This ConfigMap is then added as a source of environment variables to the
Postgres StatefulSet/pods.

## Limiting the number of min and max instances in clusters

As a preventive measure, one can restrict the minimum and the maximum number of
instances permitted by each Postgres cluster managed by the operator. If either
`min_instances` or `max_instances` is set to a non-zero value, the operator may
adjust the number of instances specified in the cluster manifest to match
either the min or the max boundary. For instance, of a cluster manifest has 1
instance and the `min_instances` is set to 3, the cluster will be created with 3
instances. By default, both parameters are set to `-1`.

## Load balancers and allowed IP ranges

For any Postgres/Spilo cluster, the operator creates two separate K8s
services: one for the master pod and one for replica pods. To expose these
services to an outer network, one can attach load balancers to them by setting
`enableMasterLoadBalancer` and/or `enableReplicaLoadBalancer` to `true` in the
cluster manifest. In the case any of these variables are omitted from the
manifest, the operator configmap's settings `enable_master_load_balancer` and
`enable_replica_load_balancer` apply. Note that the operator settings affect
all Postgresql services running in all namespaces watched by the operator.

To limit the range of IP addresses that can reach a load balancer, specify the
desired ranges in the `allowedSourceRanges` field (applies to both master and
replica load balancers). To prevent exposing load balancers to the entire
Internet, this field is set at cluster creation time to `127.0.0.1/32` unless
overwritten explicitly. If you want to revoke all IP ranges from an existing
cluster, please set the `allowedSourceRanges` field to `127.0.0.1/32` or to an
empty sequence `[]`. Setting the field to `null` or omitting it entirely may
lead to K8s removing this field from the manifest due to its
[handling of null fields](https://kubernetes.io/docs/concepts/overview/object-management-kubectl/declarative-config/#how-apply-calculates-differences-and-merges-changes).
Then the resultant manifest will not contain the necessary change, and the
operator will respectively do noting with the existing source ranges.
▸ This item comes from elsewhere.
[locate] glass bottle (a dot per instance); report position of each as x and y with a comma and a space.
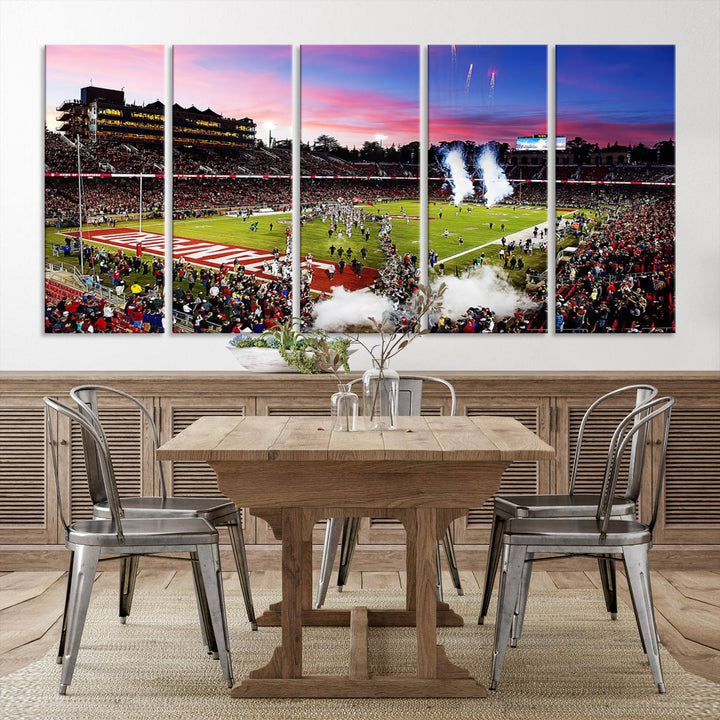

## Running periodic 'autorepair' scans of K8s objects

The Postgres Operator periodically scans all K8s objects belonging to each
cluster and repairs all discrepancies between them and the definitions generated
from the current cluster manifest. There are two types of scans:

* `sync scan`, running every `resync_period` seconds for every cluster

* `repair scan`, coming every `repair_period` only for those clusters that
didn't report success as a result of the last operation applied to them.

## Postgres roles supported by the operator

The operator is capable of maintaining roles of multiple kinds within a
Postgres database cluster:

* **System roles** are roles necessary for the proper work of Postgres itself
such as a replication role or the initial superuser role. The operator delegates
creating such roles to Patroni and only establishes relevant secrets.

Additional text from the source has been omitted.